Can Bettas be placed in the same tank as Guppies? 

I mean, I know they are both Tropical Freshwater fish and I Know they both can eat freeze-dried stuff...But is their water temperature different?


----------



## Phoxly (Jun 14, 2010)

They can be with guppies, I've seen them in aquariums at petco (our petco puts the bettas in with other fish to show they are community fish) and they have them in with guppies. As long as the guppies can school i think thats the big factor. If its just 1 guppy the betta may pick on it.


----------



## bettas4life (Aug 13, 2010)

i heard that guppies and bettas are okay together but if you put them together you should probably watch them because they both have long fins. also, sometimes guppies can be fin nippers


----------



## BettaGurl23 (Aug 13, 2010)

Thanks. My Dad told me I should get Guppies but I love Bettas too much too.


----------



## 1fish2fish (Sep 10, 2009)

I wouldn't recommend it. There are many other tank mates that would be much more acceptable to be housed with bettas.

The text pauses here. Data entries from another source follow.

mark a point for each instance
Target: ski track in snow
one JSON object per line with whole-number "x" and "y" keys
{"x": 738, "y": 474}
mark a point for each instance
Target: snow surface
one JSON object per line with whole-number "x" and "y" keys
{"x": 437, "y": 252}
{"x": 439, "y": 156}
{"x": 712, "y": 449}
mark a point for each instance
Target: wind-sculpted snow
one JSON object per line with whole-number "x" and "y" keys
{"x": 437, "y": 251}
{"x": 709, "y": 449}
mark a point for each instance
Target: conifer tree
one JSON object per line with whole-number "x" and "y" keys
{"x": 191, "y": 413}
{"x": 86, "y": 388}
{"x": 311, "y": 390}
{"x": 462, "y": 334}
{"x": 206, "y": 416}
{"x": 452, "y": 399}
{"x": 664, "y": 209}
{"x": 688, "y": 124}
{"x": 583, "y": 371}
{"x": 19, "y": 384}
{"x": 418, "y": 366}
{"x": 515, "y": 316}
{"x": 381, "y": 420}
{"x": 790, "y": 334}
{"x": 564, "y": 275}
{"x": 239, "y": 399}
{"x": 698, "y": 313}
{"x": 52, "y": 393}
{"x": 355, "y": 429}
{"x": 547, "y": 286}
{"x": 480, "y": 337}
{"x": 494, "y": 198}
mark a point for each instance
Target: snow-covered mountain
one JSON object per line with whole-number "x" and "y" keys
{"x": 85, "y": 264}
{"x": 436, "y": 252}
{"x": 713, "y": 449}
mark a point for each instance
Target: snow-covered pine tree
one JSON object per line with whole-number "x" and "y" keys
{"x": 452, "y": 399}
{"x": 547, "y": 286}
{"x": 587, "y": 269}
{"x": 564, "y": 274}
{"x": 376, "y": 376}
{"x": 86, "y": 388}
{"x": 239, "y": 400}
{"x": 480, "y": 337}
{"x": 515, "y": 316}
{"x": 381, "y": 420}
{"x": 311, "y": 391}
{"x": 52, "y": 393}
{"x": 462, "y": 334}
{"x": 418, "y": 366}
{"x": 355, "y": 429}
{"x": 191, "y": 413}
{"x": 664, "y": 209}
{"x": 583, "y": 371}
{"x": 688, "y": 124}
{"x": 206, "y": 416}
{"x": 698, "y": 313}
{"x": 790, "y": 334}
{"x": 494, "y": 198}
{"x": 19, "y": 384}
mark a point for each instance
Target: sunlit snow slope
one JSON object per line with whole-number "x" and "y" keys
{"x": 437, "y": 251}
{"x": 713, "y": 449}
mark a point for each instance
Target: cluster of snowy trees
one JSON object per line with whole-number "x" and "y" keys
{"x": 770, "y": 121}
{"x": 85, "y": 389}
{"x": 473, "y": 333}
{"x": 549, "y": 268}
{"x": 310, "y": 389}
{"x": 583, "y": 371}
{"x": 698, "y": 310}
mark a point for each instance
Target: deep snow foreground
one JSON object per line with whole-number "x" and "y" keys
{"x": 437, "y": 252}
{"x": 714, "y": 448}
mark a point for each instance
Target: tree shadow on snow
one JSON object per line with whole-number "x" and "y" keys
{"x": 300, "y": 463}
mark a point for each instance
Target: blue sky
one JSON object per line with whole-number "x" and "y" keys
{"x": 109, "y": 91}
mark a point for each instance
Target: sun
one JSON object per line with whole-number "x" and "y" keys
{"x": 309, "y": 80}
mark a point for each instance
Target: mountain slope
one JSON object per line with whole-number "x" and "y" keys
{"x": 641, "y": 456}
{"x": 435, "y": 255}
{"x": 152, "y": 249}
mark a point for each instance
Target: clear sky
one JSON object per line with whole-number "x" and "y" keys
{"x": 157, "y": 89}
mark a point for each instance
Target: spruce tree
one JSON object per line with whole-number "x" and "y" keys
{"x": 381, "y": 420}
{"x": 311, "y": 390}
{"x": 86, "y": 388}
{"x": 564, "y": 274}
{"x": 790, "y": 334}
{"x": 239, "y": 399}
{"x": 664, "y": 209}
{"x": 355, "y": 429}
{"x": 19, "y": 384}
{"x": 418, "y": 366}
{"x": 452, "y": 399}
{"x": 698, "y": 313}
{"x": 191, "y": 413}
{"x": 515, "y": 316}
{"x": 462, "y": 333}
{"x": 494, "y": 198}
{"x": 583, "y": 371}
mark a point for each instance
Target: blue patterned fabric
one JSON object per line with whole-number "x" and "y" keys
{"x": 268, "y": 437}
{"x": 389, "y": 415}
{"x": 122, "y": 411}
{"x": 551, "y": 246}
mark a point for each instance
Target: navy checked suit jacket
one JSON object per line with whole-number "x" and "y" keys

Guppies must be in a shoal which means you need at least 6 of them in a tank. The are also mid/top dwelling just like a betta which will lead to territorial disputes in which the betta or the guppy could get injured.


----------



## Phoxly (Jun 14, 2010)

I recomend tetras over guppies and they exist at all levels of the tank, they are so much fun (not neons, they are boring imo lol) but I have 4 phantoms in my tank (1 male, 3 girls) and they are very fun and interactive with the betta mostly cause they are terrified of him.  Flame Tetras, or Von Rio tetras are also good, just don't get Black Skirts, "Serpai" cause they get HUGE even if it says 2", I saw a 4" one in the tank at petco. or anything from Petco that says "fin nipper" on it. (Rasboras and Platies are good too!) You have tons of options, your tank size is the limit.


----------



## TheJadeBetta (Mar 31, 2010)

I have Endler's Livebearers in my sorotity and they are a type of Guppy. The endler, though, has short bland fins, but the male has orange and black on him. I have a male and three females. But my tank is a 20 Long, so they have a lot of room.


----------